Encryption lingo can be intimidating and confusing. To understand the basics, know that email encryption can be divided into two categories: 

  • TSL: “Transport Layer Security.” Messages that are TSL-compliant travel on encrypted channels, but the content of the actual message is not encrypted. For TSL encryption channels to work, both the sender and the recipient’s service providers must employ the security protocol.  

  • EE2E: “End-to-end encryption.” The “message envelope” and its content — message and attachments — are scrambled.  Only the sender and intended recipient can decipher the content.  

What to do if you receive an encrypted email 

Bad actors are at it again, this time sending encrypted emails that direct recipients to share their log-in credentials on fake sites that look like real ones.

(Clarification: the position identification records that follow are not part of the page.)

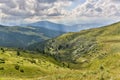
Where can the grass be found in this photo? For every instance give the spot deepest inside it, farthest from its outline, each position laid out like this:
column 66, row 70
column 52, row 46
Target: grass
column 92, row 54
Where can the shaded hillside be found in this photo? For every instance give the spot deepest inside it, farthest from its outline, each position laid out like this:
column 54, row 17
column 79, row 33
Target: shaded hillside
column 90, row 43
column 23, row 36
column 92, row 54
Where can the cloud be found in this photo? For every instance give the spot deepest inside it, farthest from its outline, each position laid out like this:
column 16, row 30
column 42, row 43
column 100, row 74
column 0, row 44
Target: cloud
column 32, row 10
column 100, row 8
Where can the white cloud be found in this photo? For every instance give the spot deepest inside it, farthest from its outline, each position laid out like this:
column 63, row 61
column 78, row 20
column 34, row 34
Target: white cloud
column 96, row 8
column 56, row 10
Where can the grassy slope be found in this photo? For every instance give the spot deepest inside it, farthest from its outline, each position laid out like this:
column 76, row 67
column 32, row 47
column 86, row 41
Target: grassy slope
column 95, row 52
column 34, row 65
column 91, row 54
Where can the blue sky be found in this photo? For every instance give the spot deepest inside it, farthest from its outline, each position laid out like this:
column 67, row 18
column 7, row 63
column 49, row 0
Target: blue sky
column 59, row 11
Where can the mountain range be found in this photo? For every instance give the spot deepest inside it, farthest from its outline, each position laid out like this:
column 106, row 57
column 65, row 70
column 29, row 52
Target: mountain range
column 62, row 27
column 92, row 54
column 17, row 36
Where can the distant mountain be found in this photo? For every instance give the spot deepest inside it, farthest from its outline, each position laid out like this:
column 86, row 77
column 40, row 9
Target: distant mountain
column 16, row 36
column 88, row 44
column 62, row 27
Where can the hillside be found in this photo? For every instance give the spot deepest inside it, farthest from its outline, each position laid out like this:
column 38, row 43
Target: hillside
column 92, row 54
column 16, row 36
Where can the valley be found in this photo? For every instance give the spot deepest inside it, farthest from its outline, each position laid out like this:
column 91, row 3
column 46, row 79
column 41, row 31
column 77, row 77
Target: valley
column 91, row 54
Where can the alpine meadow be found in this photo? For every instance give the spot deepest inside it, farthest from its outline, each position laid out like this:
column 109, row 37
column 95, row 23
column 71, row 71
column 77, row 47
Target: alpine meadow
column 59, row 39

The best defense against this is to only open an encrypted email if you are expecting one from a trusted source.

The types of content that are encrypted usually travel with specific intentions. For example, your accountant shares your tax returns, and you must unlock (unencrypt) them with a passcode. In such a case, both parties are aware of the exchange and expect it.

When in doubt, confirm the sender sent it in a separate email, by text, or by phone.